The King of Canadian medicine men was Thomas Patrick "Doc" Kelley (1865-1931), who, starting in 1886, travelled Canada and the U.S. selling patent medicine like East India Tiger Fat and Passion Flower tablets. He was so well known that druggists in Toronto and Winnipeg stocked his wares in their drugstores. His favored stomping grounds were Illinois, Michigan and Ohio. Other medicine shows traveled the circuit, including the Kickapoo company, but they never seemed to make it outside of Toronto.
Amongst the banjo players, wrassling bears &c., the most popular member of Kelley's troupe was a comedian, Jock McCulla, born in Scotland, whose pratfalls and slapstick, often of a very painful-looking nature, made him one of the most popular comedians in North America, pre-movies and vaudeville. I can imagine him saying after a particularly nasty fall, "It didn't hurt a bit," followed by sales of bottles of some type of pain-killer, stocked by drugstores all along the route for boys with teeth knocked out by hockey puck or baseball.
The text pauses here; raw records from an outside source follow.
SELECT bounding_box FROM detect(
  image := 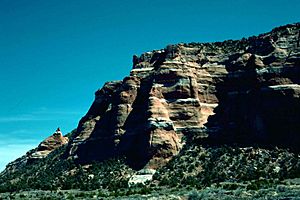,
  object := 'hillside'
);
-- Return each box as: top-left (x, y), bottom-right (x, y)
top-left (0, 23), bottom-right (300, 198)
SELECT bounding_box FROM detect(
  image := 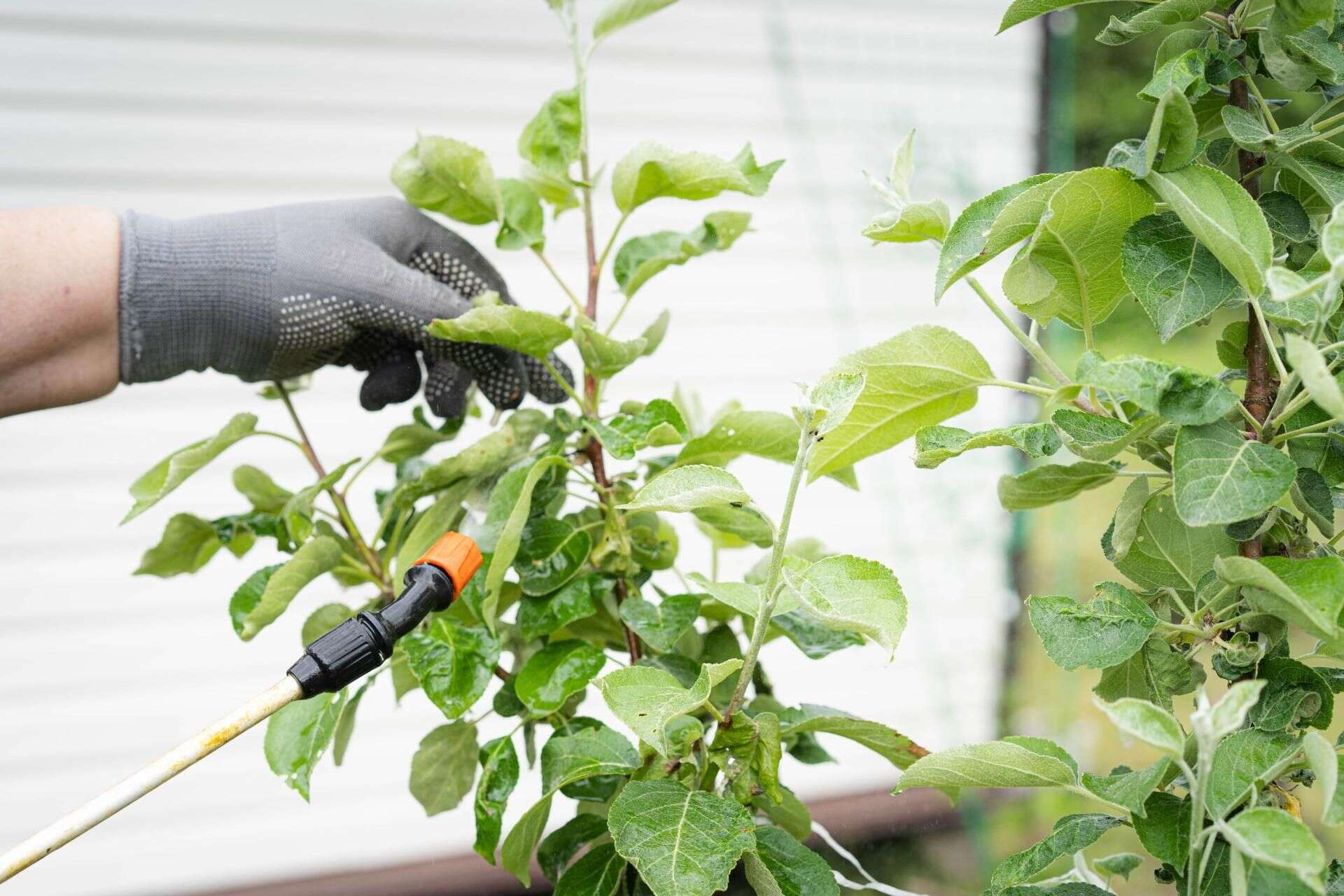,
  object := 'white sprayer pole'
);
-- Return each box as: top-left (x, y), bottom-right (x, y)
top-left (0, 676), bottom-right (302, 883)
He bore an uncanny resemblance to Alfred E., with carrot-top hair and a gap-toothed grin… well, judge for yourselves… here's Jock McCulla in the flesh, possible forerunner of the What-me-worry kid, sometime between 1890 and 1896:
Another unpaid debt American pop culture owes to Canada!
Clearly 'imagehosting.us' has changed hands and no longer hosts Canadian images (nyuk nyuk). Too bad the old links don't work -- still, glad I held on to this email (thanks, Miron), and if Cat and I can figure out how to post the email with images I saved, we'll do so pronto. What staggers my Luddite pea-brain is usually child's play to Cat.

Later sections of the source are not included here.